We noted that recent protests at Wal-Mart stores were stage-managed United Food and Commercial Workers (UFCW) union-organized efforts aimed at unionizing the retailer or winning political support to make the chain uncompetitive with unionized grocers. Through a “worker center” known as OUR Walmart, UFCW supporters staged protests that the led  20 employees (of over 1.4 million hourly associates) to walk off the job on “Black Friday,” the day after Thanksgiving.

And some of those protesters ended up in jail as part of their demonstrations. (The tactic is as deliberate as it is overused.) The Freedom Foundation, a Washington State think tank, was able to obtain the names of 15 OUR Walmart protesters who were arrested at a Bellevue demonstration through a public records request and did some digging into their backgrounds.

Of the 15 people who were booked, only one was found to be a current Wal-Mart employee.
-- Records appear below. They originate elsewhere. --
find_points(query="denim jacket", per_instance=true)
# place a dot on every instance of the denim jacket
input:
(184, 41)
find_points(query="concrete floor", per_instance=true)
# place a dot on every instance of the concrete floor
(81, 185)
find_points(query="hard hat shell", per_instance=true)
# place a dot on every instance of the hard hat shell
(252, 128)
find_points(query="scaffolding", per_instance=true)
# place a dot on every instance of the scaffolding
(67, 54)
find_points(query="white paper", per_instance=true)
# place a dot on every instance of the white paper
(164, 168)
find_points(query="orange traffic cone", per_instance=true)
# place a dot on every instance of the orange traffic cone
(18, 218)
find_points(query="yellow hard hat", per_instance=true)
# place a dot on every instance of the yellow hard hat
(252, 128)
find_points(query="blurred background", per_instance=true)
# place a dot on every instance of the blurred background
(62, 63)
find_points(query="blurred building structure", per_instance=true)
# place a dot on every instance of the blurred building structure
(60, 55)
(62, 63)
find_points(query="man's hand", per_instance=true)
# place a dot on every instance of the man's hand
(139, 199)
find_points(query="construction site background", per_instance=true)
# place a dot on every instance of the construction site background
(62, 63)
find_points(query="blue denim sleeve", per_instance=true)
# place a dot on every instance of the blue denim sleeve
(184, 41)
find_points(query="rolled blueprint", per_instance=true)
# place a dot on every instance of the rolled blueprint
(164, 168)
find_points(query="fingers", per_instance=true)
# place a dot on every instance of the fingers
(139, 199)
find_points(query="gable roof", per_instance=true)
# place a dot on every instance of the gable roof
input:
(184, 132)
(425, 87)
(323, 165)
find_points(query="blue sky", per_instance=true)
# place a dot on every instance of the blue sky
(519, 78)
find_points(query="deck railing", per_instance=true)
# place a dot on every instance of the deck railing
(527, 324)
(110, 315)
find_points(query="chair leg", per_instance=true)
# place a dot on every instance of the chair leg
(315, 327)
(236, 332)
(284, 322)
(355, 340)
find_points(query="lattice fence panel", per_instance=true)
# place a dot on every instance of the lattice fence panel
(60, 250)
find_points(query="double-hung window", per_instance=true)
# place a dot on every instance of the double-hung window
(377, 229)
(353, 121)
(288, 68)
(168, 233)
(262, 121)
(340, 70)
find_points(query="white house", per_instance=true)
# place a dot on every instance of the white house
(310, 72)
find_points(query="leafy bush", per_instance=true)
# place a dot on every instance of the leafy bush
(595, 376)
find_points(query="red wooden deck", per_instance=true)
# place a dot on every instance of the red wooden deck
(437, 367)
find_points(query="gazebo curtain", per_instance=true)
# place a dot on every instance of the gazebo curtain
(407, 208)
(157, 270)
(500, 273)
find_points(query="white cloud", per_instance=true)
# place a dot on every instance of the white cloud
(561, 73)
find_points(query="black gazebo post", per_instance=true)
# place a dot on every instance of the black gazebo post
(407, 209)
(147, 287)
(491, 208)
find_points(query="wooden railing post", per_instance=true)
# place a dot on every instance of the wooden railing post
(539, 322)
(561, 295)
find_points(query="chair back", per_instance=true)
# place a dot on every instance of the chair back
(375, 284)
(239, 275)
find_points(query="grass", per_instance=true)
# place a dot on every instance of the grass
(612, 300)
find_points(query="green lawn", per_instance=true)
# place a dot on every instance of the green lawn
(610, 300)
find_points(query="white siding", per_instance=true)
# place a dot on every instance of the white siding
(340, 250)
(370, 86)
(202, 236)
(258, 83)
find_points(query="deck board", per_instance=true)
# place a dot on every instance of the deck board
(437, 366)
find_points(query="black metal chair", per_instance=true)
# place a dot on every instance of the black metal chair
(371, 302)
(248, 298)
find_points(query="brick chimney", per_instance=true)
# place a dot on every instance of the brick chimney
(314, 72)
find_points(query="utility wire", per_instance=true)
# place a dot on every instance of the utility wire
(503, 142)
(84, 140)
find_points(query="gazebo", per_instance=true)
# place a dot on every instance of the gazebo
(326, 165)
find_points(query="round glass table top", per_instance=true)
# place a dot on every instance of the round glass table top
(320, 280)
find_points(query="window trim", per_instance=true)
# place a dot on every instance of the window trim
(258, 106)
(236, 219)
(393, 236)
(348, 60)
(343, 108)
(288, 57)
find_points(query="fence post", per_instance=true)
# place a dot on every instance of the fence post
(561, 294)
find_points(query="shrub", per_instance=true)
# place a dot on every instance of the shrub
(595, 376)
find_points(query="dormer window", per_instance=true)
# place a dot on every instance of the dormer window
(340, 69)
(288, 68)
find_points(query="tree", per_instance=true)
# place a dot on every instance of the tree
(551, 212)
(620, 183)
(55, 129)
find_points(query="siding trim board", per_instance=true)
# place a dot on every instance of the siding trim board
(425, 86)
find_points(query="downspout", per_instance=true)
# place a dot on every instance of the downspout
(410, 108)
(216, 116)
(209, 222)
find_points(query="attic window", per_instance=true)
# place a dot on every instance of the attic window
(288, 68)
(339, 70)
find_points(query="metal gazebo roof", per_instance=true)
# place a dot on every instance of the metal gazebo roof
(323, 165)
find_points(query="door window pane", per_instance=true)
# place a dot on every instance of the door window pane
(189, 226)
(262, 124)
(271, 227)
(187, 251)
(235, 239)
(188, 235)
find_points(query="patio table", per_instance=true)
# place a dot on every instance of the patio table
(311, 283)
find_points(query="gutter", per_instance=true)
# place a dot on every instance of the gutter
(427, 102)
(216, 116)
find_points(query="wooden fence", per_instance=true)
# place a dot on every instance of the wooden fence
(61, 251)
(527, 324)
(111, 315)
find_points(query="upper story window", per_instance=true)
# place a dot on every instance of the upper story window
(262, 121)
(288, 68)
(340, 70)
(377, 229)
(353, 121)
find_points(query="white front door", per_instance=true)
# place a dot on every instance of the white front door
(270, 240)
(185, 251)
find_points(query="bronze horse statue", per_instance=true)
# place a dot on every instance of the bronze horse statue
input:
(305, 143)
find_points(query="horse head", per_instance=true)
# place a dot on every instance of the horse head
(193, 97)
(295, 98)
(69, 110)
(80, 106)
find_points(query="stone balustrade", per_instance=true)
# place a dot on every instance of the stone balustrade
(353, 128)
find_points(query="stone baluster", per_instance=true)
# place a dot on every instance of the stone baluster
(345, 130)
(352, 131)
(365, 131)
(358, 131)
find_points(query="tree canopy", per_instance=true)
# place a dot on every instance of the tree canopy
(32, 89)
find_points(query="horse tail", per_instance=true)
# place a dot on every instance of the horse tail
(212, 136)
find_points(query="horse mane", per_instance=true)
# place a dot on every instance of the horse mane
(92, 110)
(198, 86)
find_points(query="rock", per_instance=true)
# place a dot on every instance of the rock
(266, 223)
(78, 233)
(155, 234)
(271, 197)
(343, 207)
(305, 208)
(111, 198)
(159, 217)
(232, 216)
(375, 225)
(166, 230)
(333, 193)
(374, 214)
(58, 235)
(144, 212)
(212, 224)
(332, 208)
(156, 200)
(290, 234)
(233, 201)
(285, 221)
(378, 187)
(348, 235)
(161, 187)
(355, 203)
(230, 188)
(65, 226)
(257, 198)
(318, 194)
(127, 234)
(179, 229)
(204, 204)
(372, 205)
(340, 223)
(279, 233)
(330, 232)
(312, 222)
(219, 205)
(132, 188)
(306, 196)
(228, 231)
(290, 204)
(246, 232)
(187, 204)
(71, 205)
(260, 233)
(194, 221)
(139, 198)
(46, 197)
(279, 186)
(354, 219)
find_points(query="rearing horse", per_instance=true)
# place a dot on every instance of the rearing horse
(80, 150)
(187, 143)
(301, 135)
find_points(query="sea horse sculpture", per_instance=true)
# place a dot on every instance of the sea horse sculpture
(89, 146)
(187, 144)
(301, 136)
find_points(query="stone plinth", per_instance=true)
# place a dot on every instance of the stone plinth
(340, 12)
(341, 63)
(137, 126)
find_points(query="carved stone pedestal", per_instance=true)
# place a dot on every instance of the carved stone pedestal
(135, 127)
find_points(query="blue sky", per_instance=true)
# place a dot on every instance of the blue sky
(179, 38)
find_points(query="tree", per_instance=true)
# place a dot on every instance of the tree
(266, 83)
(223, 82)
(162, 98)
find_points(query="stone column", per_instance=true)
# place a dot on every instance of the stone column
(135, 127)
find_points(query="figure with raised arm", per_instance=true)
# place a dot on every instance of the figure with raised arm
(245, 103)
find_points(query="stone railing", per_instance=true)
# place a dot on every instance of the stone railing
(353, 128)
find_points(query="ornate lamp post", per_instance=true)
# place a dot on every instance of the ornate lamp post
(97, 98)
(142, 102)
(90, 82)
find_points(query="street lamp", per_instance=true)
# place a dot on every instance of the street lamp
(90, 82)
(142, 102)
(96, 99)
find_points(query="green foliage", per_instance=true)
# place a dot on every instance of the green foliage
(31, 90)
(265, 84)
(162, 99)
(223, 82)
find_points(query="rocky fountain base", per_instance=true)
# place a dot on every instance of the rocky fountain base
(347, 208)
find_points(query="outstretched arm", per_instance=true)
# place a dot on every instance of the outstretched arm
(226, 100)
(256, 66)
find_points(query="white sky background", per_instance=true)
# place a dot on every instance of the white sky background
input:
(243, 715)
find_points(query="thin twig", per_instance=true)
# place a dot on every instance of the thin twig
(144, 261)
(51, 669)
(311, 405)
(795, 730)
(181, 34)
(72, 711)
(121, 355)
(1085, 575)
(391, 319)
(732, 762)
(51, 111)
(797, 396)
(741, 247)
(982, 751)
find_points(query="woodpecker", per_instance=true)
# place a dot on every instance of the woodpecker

Two had previously worked for Wal-Mart but had been let go, one allegedly for threatening another employee. Five were random outside individuals with no connection to Wal-Mart or an identified labor organization or union front group. The rest were all professional labor activists and agitators, including:

  • Assistant to the President of UFCW Local 21;
  • Executive Director of the Washington Fair Trade Coalition, a labor-linked advocacy group;
  • Executive Director of the Domestic Fair Trade Association, a labor-linked advocacy group;
  • A member of the board of Puget Sound Advocates for Retirement Action who is also a local Democratic Party district chair and a former International Association of Machinists official;
  • A Political Action Coordinator of the Washington State Nurses Association;
  • A secretary of the Puget Sound chapter of the Coalition of Labor Union Women; and
  • Another member of Puget Sound Advocates for Retirement Action, a labor-linked advocacy group

The comprehensive analysis confirms what we already suspected. A quickie search turns up more evidence that the arrestees were organized labor activists. Media reports highlighted the arrest of Karl Hilgert (who dressed as Santa Claus) as part of a protest in California. It turns out that Mr. Hilgert is a member of a local chapter of the union-funded worker center alliance Interfaith Worker Justice. (UFCW gave IWJ’s national headquarters $99,000 in 2012.)

The evidence continues to pour in showing that the “worker centers” are simply union front groups in new clothes. How long before the media notices?